De nouvelles mesures d’austérité ?

Remise en cause d’indemnités, du déroulement de carrière, augmentation de la durée du travail… La Cour ne manque pas d’idées. Inspirent-elles déjà le gouvernement ?

Quelques heures après la parution du rapport de la Cour des Comptes, le ministre de l’Action et des Comptes Publics, M. Gérald Darmanin en charge aussi de la fonction publique annonçait un gel du point d’indice des fonctionnaires pour 2018. Cette prompte décision a déclenché la colère des agents, des fonctionnaires FO notamment rappelant que l’austérité est suicidaire économiquement, socialement et démocratiquement.

Alors que la Cour des comptes présente sa thérapie de choc constatent les fonctionnaires FO (UIAFP-FO) le premier ministre Édouard Philippe et le ministre M. Gérald Darmanin multiplient les annonces de sévères restrictions pour la fonction publique et ses agents, à commencer par le gel du point d’indice.

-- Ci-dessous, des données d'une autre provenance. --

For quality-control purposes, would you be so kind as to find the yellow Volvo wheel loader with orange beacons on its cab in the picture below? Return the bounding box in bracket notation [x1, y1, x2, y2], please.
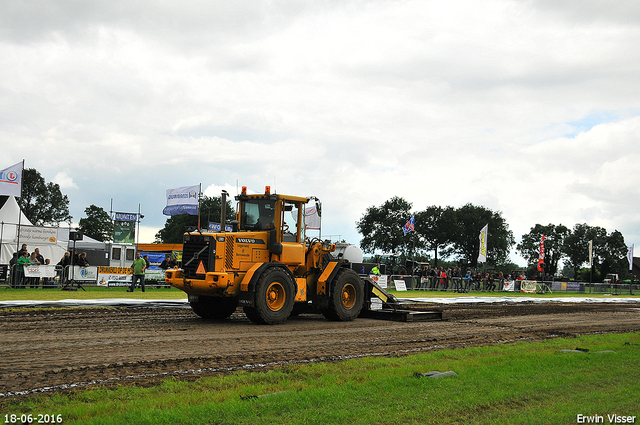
[166, 186, 373, 324]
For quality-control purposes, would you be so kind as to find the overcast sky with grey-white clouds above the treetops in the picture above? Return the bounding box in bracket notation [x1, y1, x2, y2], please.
[0, 0, 640, 264]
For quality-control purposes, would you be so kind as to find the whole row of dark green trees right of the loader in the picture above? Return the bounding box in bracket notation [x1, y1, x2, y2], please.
[356, 196, 628, 281]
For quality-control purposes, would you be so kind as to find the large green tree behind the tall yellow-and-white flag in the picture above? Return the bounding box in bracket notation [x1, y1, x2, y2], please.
[452, 204, 515, 267]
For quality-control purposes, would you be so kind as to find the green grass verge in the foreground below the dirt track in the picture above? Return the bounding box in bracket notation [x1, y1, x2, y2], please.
[0, 333, 640, 425]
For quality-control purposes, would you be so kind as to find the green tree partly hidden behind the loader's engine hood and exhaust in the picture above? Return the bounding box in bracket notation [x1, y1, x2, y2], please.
[156, 195, 234, 243]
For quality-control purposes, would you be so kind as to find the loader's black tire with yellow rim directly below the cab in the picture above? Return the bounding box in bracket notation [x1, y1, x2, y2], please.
[243, 267, 296, 325]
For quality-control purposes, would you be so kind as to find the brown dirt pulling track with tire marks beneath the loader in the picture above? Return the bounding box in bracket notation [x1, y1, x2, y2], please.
[0, 303, 640, 401]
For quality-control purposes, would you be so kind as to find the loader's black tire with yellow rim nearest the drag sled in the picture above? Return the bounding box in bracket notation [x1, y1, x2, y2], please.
[322, 268, 364, 322]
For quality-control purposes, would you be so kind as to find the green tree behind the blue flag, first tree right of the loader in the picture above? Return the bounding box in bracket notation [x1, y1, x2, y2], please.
[356, 196, 413, 253]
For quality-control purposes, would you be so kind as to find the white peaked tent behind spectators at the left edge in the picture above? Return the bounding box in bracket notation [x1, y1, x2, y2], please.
[0, 196, 67, 264]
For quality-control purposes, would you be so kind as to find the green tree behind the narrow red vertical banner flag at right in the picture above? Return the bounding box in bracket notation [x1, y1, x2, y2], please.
[516, 224, 571, 275]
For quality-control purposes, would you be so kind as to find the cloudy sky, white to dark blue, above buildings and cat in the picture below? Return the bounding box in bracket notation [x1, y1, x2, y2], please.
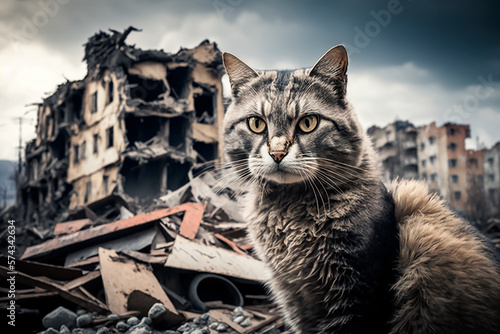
[0, 0, 500, 160]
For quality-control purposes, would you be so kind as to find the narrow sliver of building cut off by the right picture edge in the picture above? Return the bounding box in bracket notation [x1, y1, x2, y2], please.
[483, 142, 500, 214]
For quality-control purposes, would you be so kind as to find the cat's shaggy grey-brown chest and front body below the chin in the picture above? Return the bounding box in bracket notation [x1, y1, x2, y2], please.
[248, 183, 395, 333]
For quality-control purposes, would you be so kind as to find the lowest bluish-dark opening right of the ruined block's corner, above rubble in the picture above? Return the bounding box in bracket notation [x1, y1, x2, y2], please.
[120, 159, 168, 198]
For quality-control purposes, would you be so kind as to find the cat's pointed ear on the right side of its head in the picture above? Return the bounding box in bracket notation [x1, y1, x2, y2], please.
[309, 45, 348, 92]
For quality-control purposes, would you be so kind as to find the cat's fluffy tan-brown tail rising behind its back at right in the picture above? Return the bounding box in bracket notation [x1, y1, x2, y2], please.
[391, 180, 500, 334]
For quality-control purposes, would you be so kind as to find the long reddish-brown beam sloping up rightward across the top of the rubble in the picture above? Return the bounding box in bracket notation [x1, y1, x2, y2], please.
[21, 203, 203, 259]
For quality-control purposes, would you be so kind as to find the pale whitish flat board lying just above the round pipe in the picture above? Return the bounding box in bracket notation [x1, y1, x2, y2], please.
[165, 236, 267, 281]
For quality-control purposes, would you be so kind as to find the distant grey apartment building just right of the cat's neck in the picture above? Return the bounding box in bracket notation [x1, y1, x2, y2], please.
[367, 121, 418, 183]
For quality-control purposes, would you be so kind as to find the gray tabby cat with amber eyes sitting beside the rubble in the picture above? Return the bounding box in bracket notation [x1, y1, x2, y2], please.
[223, 46, 500, 333]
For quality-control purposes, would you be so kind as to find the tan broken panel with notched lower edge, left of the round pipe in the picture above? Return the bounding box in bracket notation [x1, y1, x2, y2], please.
[99, 248, 182, 322]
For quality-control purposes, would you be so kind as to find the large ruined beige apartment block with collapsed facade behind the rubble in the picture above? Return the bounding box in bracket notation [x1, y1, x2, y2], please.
[18, 27, 224, 229]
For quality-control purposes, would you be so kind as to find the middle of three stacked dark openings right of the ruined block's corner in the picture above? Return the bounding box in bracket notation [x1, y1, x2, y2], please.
[125, 114, 162, 145]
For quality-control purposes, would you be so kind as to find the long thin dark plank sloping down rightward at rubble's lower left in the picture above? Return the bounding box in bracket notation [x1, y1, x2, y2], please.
[0, 266, 109, 313]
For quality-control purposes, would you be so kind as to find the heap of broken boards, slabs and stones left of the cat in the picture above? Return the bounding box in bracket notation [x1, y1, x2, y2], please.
[0, 172, 283, 334]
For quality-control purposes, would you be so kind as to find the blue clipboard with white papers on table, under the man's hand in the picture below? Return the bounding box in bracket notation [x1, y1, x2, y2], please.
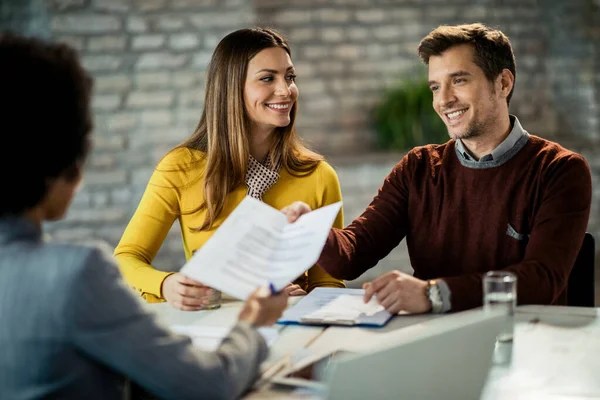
[278, 288, 392, 326]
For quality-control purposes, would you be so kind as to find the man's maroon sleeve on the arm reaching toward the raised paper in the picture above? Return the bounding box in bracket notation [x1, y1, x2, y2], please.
[318, 153, 411, 280]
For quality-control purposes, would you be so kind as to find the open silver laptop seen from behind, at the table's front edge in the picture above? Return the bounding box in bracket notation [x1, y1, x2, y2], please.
[275, 309, 508, 400]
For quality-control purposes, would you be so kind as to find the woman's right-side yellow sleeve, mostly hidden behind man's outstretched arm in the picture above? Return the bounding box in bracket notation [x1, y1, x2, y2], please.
[307, 162, 346, 292]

Les agents FO rappellent les récents dégâts provoqués par les politiques d’austérité appliquées à la fonction publique en termes d’effectifs et de moyens pour des services désormais au bord de la rupture ou encore de perte de pouvoir d’achat (-16% depuis 2000)….

Les fonctionnaires FO soulignent encore que les cadeaux offerts au patronat dans le cadre du pacte de responsabilité et notamment sous forme de crédits d’impôts (50 milliards) ont été financés par des coupes budgétaires asphyxiant la sécurité sociale et les services publics. L’UIAFP-FO durcit ainsi le ton. Après cette ponction, le Premier ministre et la Cour des comptes ont encore le toupet d’évoquer un dérapage de huit milliards dans les finances publiques.

Gonflée d’idées en vue d’abaisser la dépense publique, la Cour propose, elle, de développer l’administration numérique, de revoir les investissements des administrations, de revoir aussi les missions des collectivités locales et de poursuivre l’encadrement des concours financiers » de l’État aux collectivités, cela alors que le niveau des dotations financières de l’État aux collectivités ne cesse de baisser depuis 2012.

La Cour conseille aussi de se pencher sur le coût des lycées ou encore de conditionner une allocation de moyens aux universités en fonction de leur activité et performance… Des préconisations affichant de multiples d’austérité sont faites aussi en matière de logement, de politique de santé, d’assurance chômage, de formation professionnelle, de retraite…

Le gouvernement s’en inspirera-t-il ? Insistant le 29 juin sur le caractère inacceptable du dérapage des comptes révélé par l’audit, le Premier ministre, M. Édouard Philippe déclarait qu’il préciserait le 4 juillet lors de son discours de politique générale la stratégie du gouvernement pour redresser les comptes publics. La stratégie sera assise sur des mesures d’économies annonçait d’ores et déjà le Premier ministre.